Les vaccins ne constituent pas le seul horizon dans la lutte face au Covid-19. La recherche sur les traitements se poursuit, parmi lesquels les anticorps monoclonaux sont parmi les plus avancés. Fin janvier, l’Allemagne a ainsi annoncé une commande de 200 000 doses de ce type de thérapie proposées par deux groupes pharmaceutiques américains, Regeneron et Eli Lilly, pour un montant de 400 millions d’euros, soit 2 000 euros par dose.

De fait, les traitements par anticorps monoclonaux, actuellement utilisés pour soigner des maladies auto-inflammatoires chroniques ou certains cancers, sont extrêmement coûteux en raison de leur mode de production délicat. Ces molécules sont multipliées artificiellement in vitro, à partir d’anticorps naturels, par des bactéries ou des cellules sélectionnées pour leur aptitude à produire un anticorps particulier – d’où leur dénomination.

Le principe est de fournir à l’organisme des doses importantes de ces molécules qui miment la fonction des anticorps que notre corps pourrait fabriquer naturellement pour se défendre contre la présence d’un virus. Concernant le Covid-19, les traitements développés par les sociétés Regeneron et Eli Lilly étaient les seuls parvenus en phase III et qui avaient montré une efficacité sur la réduction de la charge virale, à un stade précoce, chez une personne infectée par le SARS-CoV-2.

Jeudi 11 février, les responsables de l’essai britannique Recovery ont annoncé qu’un anticorps monoclonal repositionné, généralement utilisé contre la polyarthrite rhumatoïde, le tocilizumab, réduisait la mortalité chez les patients hospitalisés pour Covid-19. L’effet observé correspondait à sauver un patient supplémentaire par rapport aux soins standard chaque fois qu’on traitait vingt-cinq malades avec cette molécule.
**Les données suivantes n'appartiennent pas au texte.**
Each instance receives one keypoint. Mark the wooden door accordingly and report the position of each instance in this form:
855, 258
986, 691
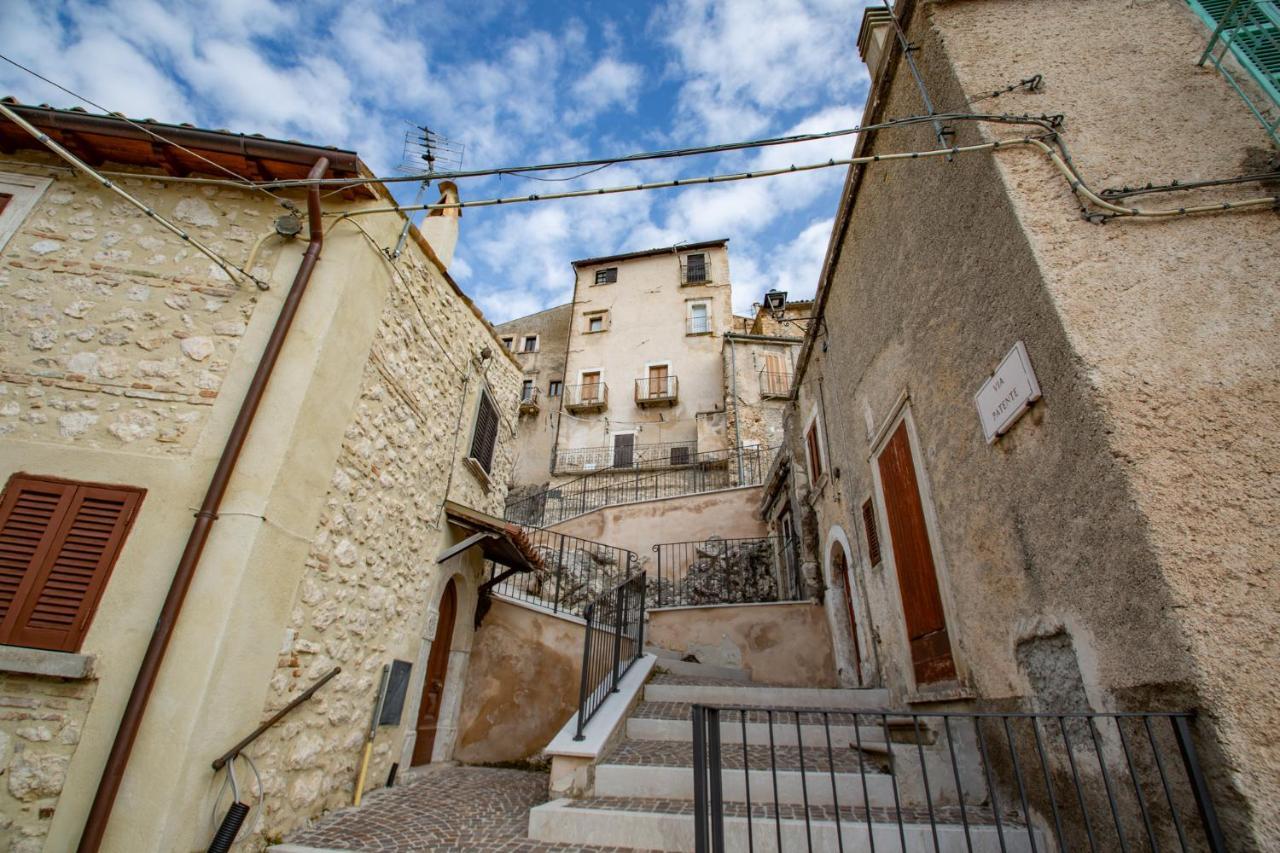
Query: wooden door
437, 669
658, 381
624, 450
913, 557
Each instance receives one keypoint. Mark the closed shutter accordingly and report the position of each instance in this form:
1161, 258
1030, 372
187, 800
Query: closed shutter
484, 439
58, 544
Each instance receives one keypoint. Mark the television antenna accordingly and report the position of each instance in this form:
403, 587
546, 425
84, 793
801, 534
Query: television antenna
425, 151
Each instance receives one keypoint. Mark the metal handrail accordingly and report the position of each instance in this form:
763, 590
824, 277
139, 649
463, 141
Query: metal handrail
616, 617
220, 761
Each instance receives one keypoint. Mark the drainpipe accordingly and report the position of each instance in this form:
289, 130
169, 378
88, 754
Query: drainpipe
118, 760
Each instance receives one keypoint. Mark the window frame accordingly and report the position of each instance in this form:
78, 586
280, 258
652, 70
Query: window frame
24, 191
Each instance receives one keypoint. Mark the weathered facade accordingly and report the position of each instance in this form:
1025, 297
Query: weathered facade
126, 356
1111, 550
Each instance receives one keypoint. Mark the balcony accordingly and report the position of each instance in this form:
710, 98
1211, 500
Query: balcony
775, 386
593, 396
657, 391
529, 401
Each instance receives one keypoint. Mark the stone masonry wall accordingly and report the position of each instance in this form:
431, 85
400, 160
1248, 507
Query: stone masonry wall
113, 332
40, 728
362, 600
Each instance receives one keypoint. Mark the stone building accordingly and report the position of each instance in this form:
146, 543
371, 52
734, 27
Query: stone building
539, 342
1114, 547
382, 439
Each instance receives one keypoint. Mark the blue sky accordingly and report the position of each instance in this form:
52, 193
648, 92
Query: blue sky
516, 82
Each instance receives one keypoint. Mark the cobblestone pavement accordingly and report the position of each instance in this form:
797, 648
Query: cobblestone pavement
442, 808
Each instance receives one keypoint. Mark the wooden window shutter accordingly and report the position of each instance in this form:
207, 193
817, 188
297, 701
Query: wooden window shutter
484, 439
872, 533
58, 546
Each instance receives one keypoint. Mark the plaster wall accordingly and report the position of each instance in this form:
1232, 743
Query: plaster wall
785, 643
535, 432
647, 324
1125, 518
638, 527
522, 684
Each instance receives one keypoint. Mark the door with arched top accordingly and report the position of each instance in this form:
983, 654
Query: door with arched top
437, 670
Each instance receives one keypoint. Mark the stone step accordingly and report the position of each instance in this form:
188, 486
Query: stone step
668, 825
671, 688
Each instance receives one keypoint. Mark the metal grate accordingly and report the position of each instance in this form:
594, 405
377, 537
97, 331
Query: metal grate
872, 533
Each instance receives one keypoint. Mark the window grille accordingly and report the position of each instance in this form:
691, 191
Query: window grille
1249, 31
484, 438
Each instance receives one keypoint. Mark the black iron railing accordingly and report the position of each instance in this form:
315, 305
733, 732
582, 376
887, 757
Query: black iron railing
725, 571
572, 574
703, 473
648, 456
612, 643
803, 780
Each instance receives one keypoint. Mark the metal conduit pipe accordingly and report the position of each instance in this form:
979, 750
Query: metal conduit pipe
118, 760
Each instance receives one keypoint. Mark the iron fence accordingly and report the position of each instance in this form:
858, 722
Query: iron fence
574, 571
726, 571
803, 780
598, 489
613, 641
648, 456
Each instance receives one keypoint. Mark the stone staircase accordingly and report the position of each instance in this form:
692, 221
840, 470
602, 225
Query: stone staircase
867, 778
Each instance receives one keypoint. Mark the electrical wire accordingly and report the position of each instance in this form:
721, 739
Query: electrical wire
241, 179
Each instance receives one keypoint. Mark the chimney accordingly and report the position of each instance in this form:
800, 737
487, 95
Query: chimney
873, 37
440, 227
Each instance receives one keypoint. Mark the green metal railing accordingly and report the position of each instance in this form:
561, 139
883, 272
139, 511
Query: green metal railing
1249, 32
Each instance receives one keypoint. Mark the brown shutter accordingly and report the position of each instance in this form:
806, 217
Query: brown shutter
53, 584
484, 439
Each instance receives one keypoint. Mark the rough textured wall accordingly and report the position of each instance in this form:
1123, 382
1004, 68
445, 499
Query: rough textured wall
521, 684
364, 596
113, 332
638, 527
40, 726
775, 643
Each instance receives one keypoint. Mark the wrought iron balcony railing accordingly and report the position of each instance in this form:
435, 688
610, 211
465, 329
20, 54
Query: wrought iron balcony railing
657, 391
644, 456
592, 396
775, 384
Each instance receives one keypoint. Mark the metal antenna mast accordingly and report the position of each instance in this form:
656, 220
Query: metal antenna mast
425, 146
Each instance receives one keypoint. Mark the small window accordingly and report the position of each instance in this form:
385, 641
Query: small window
59, 542
810, 439
484, 437
873, 553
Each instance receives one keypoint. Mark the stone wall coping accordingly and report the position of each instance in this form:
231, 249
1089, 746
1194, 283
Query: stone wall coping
37, 661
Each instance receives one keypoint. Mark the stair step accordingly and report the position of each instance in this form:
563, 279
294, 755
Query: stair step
668, 825
673, 688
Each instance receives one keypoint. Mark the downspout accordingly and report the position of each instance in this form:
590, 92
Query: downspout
109, 784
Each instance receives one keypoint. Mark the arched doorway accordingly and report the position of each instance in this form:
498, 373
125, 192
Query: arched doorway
437, 669
840, 569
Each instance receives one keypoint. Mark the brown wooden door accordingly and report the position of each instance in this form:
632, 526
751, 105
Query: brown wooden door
917, 575
437, 669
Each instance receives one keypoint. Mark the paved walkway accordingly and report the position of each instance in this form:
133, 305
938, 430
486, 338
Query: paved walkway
440, 808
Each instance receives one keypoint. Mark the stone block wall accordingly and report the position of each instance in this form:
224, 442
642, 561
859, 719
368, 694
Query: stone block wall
40, 726
113, 332
364, 596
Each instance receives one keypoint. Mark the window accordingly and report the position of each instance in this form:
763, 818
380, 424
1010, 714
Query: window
18, 196
699, 318
484, 437
59, 542
812, 445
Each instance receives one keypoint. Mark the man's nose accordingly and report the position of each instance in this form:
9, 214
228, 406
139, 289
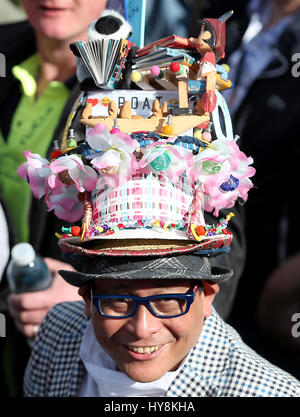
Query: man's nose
143, 323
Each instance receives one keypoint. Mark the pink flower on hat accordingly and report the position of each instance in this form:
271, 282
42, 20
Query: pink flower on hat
223, 172
65, 204
166, 159
35, 171
116, 163
73, 169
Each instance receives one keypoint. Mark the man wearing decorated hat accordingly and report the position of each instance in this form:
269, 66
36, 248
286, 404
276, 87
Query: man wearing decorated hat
147, 328
143, 255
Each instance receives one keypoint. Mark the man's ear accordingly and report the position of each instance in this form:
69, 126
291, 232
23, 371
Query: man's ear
210, 290
85, 293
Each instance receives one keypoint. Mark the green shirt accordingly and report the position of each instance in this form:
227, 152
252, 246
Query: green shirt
32, 128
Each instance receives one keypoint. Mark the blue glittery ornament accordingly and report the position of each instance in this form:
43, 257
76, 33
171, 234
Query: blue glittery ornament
231, 184
161, 162
211, 167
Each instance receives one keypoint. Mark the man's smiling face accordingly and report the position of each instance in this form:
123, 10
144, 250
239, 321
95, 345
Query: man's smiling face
143, 346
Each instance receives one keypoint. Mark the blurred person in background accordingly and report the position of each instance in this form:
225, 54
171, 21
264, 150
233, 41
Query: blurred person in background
263, 40
36, 97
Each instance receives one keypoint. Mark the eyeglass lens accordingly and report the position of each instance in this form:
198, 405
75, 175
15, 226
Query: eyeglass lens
125, 306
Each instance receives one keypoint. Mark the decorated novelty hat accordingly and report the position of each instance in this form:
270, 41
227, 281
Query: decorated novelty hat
138, 167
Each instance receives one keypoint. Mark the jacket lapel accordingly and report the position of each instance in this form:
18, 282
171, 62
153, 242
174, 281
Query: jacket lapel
206, 365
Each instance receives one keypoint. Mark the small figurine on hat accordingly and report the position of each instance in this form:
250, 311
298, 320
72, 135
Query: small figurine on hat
210, 44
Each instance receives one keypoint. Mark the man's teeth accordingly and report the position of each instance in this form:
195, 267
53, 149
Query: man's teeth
140, 349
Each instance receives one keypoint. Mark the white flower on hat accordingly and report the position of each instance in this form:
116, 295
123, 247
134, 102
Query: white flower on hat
69, 170
166, 159
36, 171
116, 161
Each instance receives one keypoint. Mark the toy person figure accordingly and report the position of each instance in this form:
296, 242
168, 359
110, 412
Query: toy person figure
211, 46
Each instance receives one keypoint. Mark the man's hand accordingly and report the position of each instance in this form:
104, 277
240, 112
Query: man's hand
28, 309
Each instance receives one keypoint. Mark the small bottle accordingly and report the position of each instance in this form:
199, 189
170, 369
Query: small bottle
27, 271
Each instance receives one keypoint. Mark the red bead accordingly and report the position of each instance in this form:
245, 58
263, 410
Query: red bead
200, 230
55, 154
175, 66
75, 230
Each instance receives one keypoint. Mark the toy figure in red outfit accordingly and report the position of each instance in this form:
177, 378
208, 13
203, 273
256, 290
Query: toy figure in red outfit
211, 46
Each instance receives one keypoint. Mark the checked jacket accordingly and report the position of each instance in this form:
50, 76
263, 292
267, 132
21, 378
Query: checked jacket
220, 365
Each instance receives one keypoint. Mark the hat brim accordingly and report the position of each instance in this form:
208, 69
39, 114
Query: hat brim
144, 247
218, 274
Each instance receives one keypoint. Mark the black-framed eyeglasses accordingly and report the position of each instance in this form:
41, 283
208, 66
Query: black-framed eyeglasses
162, 305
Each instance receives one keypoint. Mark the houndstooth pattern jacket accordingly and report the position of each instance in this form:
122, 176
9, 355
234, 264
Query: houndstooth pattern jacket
220, 365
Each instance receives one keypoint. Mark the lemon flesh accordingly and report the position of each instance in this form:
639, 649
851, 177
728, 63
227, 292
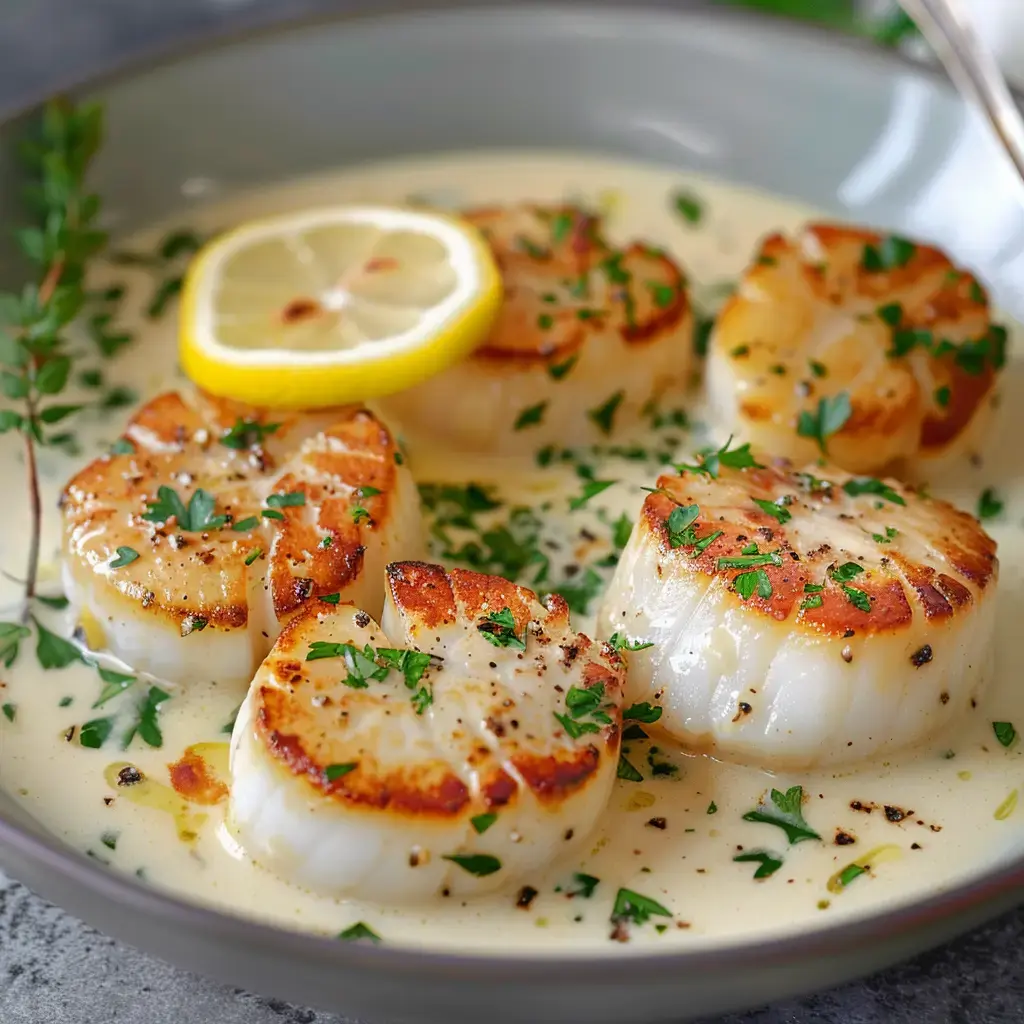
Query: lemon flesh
335, 305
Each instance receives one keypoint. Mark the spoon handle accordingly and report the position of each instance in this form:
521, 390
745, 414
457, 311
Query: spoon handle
947, 25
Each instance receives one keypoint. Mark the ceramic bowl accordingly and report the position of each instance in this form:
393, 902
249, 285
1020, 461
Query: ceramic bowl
850, 129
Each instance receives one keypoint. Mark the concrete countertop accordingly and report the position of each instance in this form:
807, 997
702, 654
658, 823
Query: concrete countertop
54, 970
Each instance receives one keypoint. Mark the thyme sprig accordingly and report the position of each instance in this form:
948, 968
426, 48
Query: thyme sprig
35, 358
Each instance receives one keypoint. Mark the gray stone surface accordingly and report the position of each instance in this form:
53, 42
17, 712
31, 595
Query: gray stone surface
54, 970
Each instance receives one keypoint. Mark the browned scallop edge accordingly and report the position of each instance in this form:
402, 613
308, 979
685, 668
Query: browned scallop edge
939, 595
338, 566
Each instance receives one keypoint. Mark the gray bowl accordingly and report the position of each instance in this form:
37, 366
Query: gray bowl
856, 131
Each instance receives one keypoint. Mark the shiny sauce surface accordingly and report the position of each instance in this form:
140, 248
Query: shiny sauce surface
918, 822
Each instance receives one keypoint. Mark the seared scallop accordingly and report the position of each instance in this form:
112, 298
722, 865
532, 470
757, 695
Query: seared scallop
802, 619
210, 524
872, 348
587, 336
459, 749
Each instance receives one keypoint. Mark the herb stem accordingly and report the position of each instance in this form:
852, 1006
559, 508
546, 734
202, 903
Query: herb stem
35, 506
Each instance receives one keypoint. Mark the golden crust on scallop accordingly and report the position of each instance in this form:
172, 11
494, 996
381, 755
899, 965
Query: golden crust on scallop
841, 313
564, 283
185, 576
821, 549
489, 729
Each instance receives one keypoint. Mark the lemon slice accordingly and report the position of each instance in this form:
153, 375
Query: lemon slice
334, 305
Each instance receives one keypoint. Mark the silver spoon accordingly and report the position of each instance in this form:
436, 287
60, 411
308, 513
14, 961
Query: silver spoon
948, 27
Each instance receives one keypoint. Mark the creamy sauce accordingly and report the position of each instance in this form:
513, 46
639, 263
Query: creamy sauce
672, 837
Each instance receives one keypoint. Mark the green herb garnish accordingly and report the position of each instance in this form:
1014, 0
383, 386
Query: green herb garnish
830, 417
480, 864
197, 516
785, 812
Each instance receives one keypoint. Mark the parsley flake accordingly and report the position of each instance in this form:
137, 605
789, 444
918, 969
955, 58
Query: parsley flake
832, 415
498, 628
767, 864
124, 557
479, 864
590, 489
774, 509
785, 812
248, 434
688, 206
530, 416
990, 504
633, 906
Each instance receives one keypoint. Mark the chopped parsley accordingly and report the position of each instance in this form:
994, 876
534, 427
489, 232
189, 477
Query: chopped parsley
846, 571
293, 499
1005, 732
590, 489
93, 734
628, 771
832, 415
586, 885
578, 596
643, 712
116, 684
359, 932
633, 906
498, 628
871, 485
557, 371
767, 864
785, 812
603, 416
124, 557
53, 651
11, 635
756, 582
481, 822
776, 509
480, 864
248, 434
530, 416
889, 253
750, 559
621, 642
847, 876
990, 504
196, 517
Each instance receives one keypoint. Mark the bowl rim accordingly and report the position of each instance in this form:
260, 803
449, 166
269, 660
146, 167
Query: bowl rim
990, 892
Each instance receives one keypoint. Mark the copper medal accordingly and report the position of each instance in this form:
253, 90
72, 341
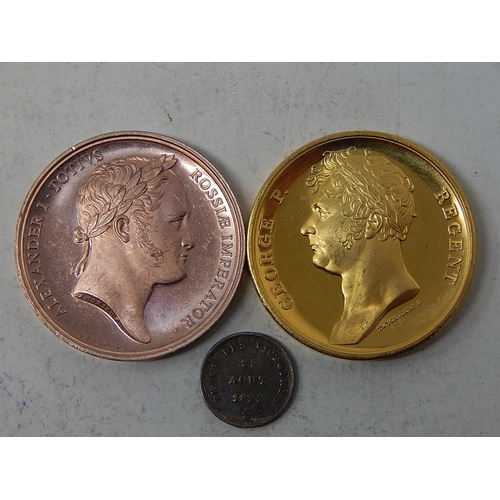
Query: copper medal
130, 246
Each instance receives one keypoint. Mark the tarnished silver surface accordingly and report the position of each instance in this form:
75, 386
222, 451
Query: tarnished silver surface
130, 246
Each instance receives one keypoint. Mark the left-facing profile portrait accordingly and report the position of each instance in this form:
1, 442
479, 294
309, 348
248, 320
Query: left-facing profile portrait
133, 225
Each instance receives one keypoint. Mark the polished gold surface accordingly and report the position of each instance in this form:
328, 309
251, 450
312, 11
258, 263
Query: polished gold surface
361, 245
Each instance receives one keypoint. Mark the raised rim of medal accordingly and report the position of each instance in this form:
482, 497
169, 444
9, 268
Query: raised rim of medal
276, 173
106, 138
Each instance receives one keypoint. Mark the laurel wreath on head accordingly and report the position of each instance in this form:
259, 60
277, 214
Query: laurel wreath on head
121, 203
378, 199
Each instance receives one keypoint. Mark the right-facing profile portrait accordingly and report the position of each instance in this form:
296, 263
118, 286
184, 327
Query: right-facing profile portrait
362, 210
133, 225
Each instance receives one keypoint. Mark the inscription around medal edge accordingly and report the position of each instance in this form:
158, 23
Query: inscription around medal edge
33, 250
266, 260
217, 203
71, 169
455, 245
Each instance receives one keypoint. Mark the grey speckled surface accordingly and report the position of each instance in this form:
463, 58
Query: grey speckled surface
245, 118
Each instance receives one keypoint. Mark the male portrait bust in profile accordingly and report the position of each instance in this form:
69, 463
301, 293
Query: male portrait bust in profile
133, 225
361, 212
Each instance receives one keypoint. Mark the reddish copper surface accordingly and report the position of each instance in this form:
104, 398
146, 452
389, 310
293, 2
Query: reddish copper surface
130, 246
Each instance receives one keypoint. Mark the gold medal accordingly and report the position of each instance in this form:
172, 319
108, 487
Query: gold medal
361, 245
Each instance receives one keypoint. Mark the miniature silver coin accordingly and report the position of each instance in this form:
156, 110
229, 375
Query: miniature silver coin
247, 379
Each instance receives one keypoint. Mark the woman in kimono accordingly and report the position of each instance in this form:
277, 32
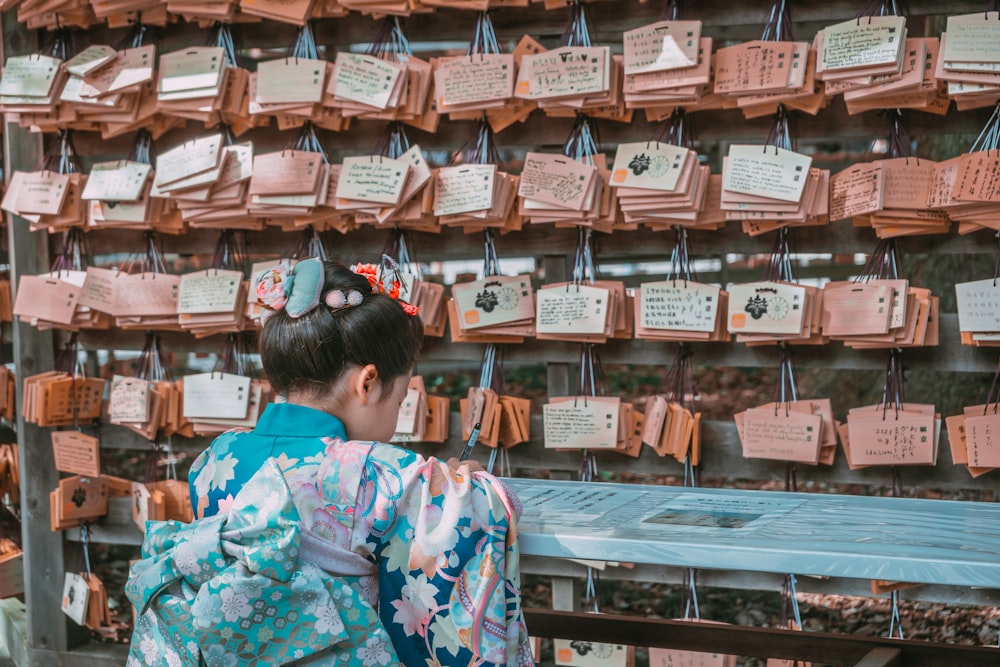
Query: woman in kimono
316, 542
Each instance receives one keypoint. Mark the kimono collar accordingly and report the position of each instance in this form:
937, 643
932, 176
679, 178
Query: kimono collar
291, 420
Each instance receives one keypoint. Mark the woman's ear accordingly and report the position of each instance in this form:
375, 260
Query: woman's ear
365, 383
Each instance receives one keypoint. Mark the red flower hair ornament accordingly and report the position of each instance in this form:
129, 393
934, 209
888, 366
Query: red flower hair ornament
380, 285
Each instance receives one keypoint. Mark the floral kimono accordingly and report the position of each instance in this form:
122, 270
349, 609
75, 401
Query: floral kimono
360, 554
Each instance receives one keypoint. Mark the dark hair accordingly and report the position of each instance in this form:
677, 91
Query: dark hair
309, 353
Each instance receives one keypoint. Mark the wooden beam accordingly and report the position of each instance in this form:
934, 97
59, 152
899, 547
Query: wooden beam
882, 657
746, 641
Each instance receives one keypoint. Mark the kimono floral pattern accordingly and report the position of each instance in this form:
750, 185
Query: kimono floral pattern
438, 583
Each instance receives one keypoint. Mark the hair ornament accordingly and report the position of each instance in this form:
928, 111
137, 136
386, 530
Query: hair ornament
337, 300
382, 284
294, 289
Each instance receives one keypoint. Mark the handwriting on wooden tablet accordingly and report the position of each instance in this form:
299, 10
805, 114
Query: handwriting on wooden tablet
129, 399
972, 38
372, 178
978, 305
211, 291
565, 72
365, 79
982, 438
978, 177
857, 190
29, 76
290, 80
664, 45
581, 423
766, 171
464, 189
679, 305
554, 179
580, 309
478, 78
76, 453
777, 433
866, 41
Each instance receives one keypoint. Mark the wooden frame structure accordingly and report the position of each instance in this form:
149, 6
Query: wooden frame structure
43, 636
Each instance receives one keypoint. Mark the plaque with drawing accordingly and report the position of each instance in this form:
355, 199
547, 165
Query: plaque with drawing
494, 300
766, 307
En France, au printemps, l’annonce de résultats similaires avait été jugée prématurée, un nombre insuffisant de patients ayant à ce stade été enrôlés dans l’essai Corimuno. Les données complétées, publiées en octobre 2020, avaient confirmé une limitation de l’aggravation et de transfert en réanimation. Les données de Recovery, qui n’ont pas encore été publiées dans une revue scientifique, suggèrent que le tocilizumab pourrait être utilisé en combinaison avec un corticoïde, la dexamethasone, avec pour effet de réduire d’un tiers la mortalité des patients ayant besoin d’oxygène, et de près de la moitié pour ceux placés sous assistance respiratoire mécanique.

Populations les plus à risque

Le cocktail de Regeneron est lui toujours en cours d’évalution dans l’essai Recovery. Combinaison d’anticorps monoclonaux casirivimab et imdevimab nommée « REGN-CoV2 », il avait fait beaucoup parler de lui en octobre 2020, puisqu’il avait été administré à Donald Trump, alors président des Etats-Unis, dans les premiers jours qui avaient suivi son diagnostic de Covid-19. Dans le contexte de crise, ces molécules avaient bénéficié aux Etats-Unis, en novembre 2020, d’une autorisation en urgence comme traitements expérimentaux par la Food and Drug Administration (FDA).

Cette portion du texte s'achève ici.